Mars Polar Lander: Lost but now found?
By Ron Cowen
Minutes before the Mars Polar Lander was expected to touch down on the Red Planet on Dec. 3, 1999, NASA lost contact with the spacecraft (SN: 3/4/00, p. 159: Available to subscribers at No signal from Mars Polar Lander).
Now, researchers think that they have located the remains of the craft and its parachute, Michael Malin of Malin Space Science Systems in San Diego reports in the July Sky & Telescope.
Malin’s team used a camera that it built, which flies aboard the Mars Global Surveyor spacecraft, to search for the lost craft. One image, taken in 2000, showed hints of a parachute, a patch of dirt perhaps disturbed by a rocket blast, and a bright spot that might be the wreckage of the lander itself. But in the absence of corroborating evidence and with uncertainties about what the wreckage would look like, the initial identification appeared “extremely speculative,” Malin says.
Last year, his team reexamined the picture after the same camera discerned the parachutes of the twin Mars rovers. The rover parachutes are made of the same material as that of the lander. By comparing parachute images and other details, Malin and his colleagues concluded that the tantalizing image taken in 2000 almost certainly shows the lost lander’s remains.

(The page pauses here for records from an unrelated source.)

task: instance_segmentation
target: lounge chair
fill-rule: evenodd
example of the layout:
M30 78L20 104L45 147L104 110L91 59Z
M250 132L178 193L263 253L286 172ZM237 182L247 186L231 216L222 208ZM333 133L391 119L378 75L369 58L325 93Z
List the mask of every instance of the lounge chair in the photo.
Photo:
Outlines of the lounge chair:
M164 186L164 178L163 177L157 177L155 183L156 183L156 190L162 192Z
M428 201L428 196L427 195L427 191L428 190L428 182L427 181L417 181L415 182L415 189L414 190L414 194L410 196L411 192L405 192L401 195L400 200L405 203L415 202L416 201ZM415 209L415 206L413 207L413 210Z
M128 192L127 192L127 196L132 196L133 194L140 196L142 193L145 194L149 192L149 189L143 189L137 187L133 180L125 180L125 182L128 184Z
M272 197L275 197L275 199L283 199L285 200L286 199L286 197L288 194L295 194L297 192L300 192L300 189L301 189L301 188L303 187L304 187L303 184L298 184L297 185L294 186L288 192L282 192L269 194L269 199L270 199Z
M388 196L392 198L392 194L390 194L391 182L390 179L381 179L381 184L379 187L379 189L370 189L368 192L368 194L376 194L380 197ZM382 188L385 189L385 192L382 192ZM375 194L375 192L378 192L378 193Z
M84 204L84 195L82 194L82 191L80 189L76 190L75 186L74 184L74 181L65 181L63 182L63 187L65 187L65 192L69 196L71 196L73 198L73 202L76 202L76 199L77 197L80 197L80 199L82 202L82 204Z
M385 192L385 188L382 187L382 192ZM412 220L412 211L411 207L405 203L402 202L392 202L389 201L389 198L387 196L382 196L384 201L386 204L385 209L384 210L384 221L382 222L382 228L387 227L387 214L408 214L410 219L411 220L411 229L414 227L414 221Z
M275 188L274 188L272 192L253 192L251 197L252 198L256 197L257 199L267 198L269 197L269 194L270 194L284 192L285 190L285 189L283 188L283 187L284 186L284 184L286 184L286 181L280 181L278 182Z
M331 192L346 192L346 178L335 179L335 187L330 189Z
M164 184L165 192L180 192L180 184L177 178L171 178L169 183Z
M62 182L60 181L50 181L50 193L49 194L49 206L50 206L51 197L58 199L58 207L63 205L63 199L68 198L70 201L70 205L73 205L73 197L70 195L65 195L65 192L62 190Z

The appearance of the Martian surface in the image suggests that the lander crashed because its braking rockets stopped firing slightly too soon. That concurs with the scenario proposed by a NASA review board, which said that the lander probably shut off its landing engines when software mistook the deployment of a landing leg for a signal that the craft had actually touched down. The image indicates that despite the crash, the lander remains largely intact.